TWO NATIONS*
Last night I watched the BBC/Open University program Made in Britain presented by Evan Davis.
We were smugly told that Britain's move into high value production and service industries was the only way to go.
I immediately thought of the passage in Philip Kerr's Field Grey.
'I don't like the criminals who break the law,' I said.
'What other kind are there?'
'The kind that make the law. It's the Hindenburgs and the Schleichers of this world who are doing more to screw the Republic than the commies or the Nazis put together.'
A smiling, almost smirking at times, Evan Davis suggested a future for the country based on building fighter aircraft for countries that could well use them against us, constructing and selling McLaren MP4-12C cars at £167,000 a throw, designing hotels with helipads in Dubai, selling £25,000,000 plus houses in London to super rich Russian oligarchs, financial services, and selling intellectual property rights.
If you are not an estate agent to the super rich, or an automotive engineer, you can always get a job in a call centre, a fast food outlet, or as a servant.
But if you want to study to be a doctor there might not be a place for you because the University has sold it to the highest bidder from abroad.
We have become in Evan's words "a host nation". An interesting choice of words.
A host: a person or animal on or in which a parasite or commensal organism lives.

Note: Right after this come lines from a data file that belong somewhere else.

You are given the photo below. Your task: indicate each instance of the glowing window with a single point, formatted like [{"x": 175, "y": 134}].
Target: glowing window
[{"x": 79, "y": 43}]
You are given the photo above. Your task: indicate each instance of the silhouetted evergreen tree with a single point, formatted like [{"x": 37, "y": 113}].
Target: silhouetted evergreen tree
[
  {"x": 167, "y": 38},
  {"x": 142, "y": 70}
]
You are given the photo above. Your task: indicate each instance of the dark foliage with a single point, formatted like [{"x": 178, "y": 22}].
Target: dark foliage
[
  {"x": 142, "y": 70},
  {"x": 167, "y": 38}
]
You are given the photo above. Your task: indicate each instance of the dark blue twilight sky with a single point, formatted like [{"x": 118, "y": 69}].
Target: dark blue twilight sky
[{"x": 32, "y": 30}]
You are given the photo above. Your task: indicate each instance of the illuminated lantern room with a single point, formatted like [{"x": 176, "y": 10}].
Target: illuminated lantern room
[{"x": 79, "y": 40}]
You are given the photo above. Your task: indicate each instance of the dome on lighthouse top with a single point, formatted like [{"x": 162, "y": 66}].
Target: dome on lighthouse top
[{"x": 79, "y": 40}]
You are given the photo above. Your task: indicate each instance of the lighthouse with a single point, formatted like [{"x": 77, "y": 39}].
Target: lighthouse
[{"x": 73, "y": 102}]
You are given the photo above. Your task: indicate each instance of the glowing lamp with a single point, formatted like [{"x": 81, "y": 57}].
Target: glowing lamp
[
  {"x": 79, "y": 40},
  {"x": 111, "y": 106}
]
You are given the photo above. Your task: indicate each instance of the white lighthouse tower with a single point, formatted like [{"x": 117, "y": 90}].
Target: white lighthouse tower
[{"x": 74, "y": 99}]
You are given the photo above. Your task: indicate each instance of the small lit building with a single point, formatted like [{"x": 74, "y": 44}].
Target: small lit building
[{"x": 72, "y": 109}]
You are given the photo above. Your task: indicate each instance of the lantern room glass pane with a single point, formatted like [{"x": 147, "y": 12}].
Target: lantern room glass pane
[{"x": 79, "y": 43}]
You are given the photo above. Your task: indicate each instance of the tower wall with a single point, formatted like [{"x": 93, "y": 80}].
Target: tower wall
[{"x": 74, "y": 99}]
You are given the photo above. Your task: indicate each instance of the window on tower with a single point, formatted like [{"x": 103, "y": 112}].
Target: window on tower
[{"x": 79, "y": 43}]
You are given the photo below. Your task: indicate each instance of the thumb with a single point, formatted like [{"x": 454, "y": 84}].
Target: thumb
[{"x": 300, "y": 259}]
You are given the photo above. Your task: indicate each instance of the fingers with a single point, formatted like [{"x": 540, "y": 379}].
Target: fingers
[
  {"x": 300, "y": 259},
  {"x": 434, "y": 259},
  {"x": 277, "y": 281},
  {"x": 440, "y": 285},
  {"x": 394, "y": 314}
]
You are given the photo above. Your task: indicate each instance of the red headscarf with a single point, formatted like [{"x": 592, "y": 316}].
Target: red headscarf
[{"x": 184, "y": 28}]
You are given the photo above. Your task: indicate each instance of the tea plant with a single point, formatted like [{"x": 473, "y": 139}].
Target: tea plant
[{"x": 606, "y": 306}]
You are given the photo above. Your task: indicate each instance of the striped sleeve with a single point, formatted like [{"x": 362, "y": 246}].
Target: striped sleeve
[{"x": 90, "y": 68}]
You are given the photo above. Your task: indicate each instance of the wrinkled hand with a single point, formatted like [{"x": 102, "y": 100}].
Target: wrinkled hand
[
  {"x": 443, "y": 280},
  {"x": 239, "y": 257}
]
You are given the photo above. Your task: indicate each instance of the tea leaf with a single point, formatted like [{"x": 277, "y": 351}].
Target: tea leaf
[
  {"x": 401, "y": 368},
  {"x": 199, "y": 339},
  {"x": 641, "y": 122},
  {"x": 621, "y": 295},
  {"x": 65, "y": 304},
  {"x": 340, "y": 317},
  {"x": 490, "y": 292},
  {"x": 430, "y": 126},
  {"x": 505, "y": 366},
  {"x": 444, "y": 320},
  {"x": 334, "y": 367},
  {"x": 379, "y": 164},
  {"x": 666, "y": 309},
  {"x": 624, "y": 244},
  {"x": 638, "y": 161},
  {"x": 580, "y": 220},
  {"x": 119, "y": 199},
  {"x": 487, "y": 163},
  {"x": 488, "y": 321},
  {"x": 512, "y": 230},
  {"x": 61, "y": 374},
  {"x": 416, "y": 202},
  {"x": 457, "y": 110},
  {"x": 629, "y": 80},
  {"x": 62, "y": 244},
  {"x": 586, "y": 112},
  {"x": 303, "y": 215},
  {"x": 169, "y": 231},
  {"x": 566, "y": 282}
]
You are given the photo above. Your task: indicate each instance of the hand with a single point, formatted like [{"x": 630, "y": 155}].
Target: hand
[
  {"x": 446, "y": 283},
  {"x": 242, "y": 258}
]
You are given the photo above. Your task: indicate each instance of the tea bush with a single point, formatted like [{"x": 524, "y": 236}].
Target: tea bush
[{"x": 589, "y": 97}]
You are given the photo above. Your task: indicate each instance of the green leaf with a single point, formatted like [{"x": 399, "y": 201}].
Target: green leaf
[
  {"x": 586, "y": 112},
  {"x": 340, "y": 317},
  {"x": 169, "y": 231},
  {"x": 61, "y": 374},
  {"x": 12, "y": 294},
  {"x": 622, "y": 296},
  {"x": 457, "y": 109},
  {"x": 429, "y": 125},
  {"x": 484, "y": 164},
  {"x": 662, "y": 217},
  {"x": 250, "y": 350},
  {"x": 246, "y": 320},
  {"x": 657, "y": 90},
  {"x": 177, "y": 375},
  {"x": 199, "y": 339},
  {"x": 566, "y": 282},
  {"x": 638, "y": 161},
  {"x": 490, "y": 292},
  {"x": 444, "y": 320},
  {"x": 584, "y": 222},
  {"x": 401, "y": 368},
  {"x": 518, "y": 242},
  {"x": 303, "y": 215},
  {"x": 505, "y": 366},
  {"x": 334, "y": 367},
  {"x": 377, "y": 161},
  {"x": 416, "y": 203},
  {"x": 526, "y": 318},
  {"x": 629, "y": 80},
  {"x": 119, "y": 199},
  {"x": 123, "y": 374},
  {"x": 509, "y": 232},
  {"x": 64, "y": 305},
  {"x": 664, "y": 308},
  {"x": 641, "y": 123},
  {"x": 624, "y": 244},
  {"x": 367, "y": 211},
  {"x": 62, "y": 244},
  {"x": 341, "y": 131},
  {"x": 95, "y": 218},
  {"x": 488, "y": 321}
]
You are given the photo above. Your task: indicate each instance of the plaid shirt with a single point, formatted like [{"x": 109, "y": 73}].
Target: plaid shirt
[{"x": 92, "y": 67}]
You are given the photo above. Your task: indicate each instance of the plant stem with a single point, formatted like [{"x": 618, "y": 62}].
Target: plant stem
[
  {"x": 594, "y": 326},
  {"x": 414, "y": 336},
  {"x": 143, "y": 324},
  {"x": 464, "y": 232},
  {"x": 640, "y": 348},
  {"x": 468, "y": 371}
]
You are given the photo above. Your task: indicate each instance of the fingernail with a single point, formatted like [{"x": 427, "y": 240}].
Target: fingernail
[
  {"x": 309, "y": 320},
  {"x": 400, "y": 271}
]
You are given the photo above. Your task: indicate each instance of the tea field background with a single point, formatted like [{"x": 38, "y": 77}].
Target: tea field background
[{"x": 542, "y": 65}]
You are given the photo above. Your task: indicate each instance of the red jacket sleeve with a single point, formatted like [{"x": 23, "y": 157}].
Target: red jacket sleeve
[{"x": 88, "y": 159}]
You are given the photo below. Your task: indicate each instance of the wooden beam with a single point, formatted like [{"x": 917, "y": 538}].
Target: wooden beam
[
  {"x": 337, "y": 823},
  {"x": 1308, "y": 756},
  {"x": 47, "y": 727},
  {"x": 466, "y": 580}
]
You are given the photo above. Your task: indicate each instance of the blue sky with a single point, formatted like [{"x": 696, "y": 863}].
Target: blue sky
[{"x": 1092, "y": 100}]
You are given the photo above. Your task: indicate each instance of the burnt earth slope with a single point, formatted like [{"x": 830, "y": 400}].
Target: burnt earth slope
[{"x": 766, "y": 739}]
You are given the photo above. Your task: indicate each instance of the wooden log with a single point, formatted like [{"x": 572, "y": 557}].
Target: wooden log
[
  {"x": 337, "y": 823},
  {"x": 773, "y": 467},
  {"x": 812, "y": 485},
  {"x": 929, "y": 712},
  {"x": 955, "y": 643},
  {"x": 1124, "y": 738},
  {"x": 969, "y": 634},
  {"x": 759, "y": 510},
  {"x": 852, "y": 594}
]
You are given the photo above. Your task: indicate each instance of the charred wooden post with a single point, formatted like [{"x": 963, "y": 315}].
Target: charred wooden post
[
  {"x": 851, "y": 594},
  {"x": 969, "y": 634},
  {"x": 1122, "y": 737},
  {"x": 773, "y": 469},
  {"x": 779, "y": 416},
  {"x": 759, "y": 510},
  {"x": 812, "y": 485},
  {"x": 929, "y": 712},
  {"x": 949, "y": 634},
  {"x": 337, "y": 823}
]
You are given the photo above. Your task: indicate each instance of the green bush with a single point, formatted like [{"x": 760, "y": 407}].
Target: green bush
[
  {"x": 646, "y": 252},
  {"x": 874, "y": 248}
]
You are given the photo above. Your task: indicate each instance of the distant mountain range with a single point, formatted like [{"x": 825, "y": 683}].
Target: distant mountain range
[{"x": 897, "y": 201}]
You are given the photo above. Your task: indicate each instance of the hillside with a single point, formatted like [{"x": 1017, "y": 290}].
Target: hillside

*With apologies to Benjamin Disraeli. [Photos-Harrods and somewhere near Wandsworth]
4 Comments:
Interesting - when I moved to Kingston in 1990 there was a thriving British Aerospace factory and associated local industries and people. Now it has gone, everyone sacked, it's a housing estate (upmarket of course, half a million for a shoebox). I wonder what happened to all that expertise, in light of your post?
Pretty depressing, modern economics and society.
Maxine, they are probably working in a call centre or emigrated to Australia.
There were once British firms that made dental equipment and implements such as forceps. Gradually they closed and in the late 1990s all you could buy was German, Austrian, Italian, Japanese, and American.
The argument that low wage economies took away our industry does not apply in every case. It was lack of government support, poor management, and bad labour relations.
I left Kingston in 1987, just before house prices in the area exploded upwards. Another of my many blunders. ;o)
Well, over here there is a "jobless recovery." Profits are up, for many corporations, they're higher than ever.
General Electric last year made record profits -- and paid NO taxes.
Meanwhile 15 million are still unemployed. Companies are purchasing high-tech automated equipment and not hiring. Not only youth, but middle-aged people can't find jobs.
And millions are involuntarily working part-time or temporary jobs.
And, as been pointed out, many who lost jobs that they were educated to do with decent salaries, are now forced to get the kind of jobs you mention, low-wage jobs with no benefits.
Yet Wall Street executives are rolling in bonuses, corporations are raking it in.
Public sector workers are facing wage, health and pension cutbacks.
And I see now that all most politicians in D.C. are not putting medical care on the chopping block.
Back to reading, the best distraction.
And it is most appropriate to call this about the States: A Tale of Two Countries.
Correction in my post: I meant to type that almost all politicians in D.C. are putting medical care for poor people on the budget chopping block.
But then this is not dissimilar to what's happening in Britain.